In the days before the word inflation became too common in the lexicon, kingdoms would adopt the following trick to reduce or renege on their debts: Simply trim the size (and weight) of their existing coins and denominate them the same way as before. The picture below explains the mechanics...
The trick would not always work, in which case the kings took the easier route of simply defaulting! Edward III of England resorted to this technique when the bankers of Florence and Venice to whom he owed money demanded payment. This was in the 1390s. His ploy did not go over well with his creditors and the result was - war and economic collapse in Europe. (As if this wasnt enough, the bubonic plague decided the timing was right as well to make its appearance!).
Then as now, credit froze, the people who needed it the most were the ones badly hit and commerce evaporated. The net effect from this crisis in conjunction with the plague was of course the population was decimated by nearly 35% in less than 100 years! A vicious example of the dangers of ignoring network effects inherent in high complexity systems. Also a result of lack of systems thinking!

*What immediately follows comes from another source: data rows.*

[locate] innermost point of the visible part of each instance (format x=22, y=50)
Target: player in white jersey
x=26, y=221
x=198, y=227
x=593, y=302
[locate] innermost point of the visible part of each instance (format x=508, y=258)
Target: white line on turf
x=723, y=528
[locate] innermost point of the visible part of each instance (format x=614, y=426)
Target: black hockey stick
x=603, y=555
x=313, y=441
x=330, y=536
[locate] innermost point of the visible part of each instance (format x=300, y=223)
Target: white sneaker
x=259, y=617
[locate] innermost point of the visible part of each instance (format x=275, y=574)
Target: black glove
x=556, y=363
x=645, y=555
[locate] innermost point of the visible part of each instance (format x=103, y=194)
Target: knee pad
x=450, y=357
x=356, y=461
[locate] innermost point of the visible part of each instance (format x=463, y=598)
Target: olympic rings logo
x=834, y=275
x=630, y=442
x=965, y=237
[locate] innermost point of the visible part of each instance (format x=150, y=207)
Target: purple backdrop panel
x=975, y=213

The second mode of economic crisis - Asset Speculation, is even more insidious than the first. This is because it happens when no one is looking and everyone is enjoying the party. Nouriel Roubini and Stephen Mihm do a wonderful job of providing a nice framework sequence to understand this type of crisis:
Step 1, Availability of Easy money that will in
Step 2, fuel an asset bubble which, stoked by greed will lead to
Step 3, which is widespread fraud and finally to
Step 4, or loss of confidence and you know the rest!
21st century global citizens have every reason to be vigilant and learn from history. Especially when business analytics tools for systems thinking are so easily and cheaply available. The key challenge is identifying the correct tools and techniques to get the most value.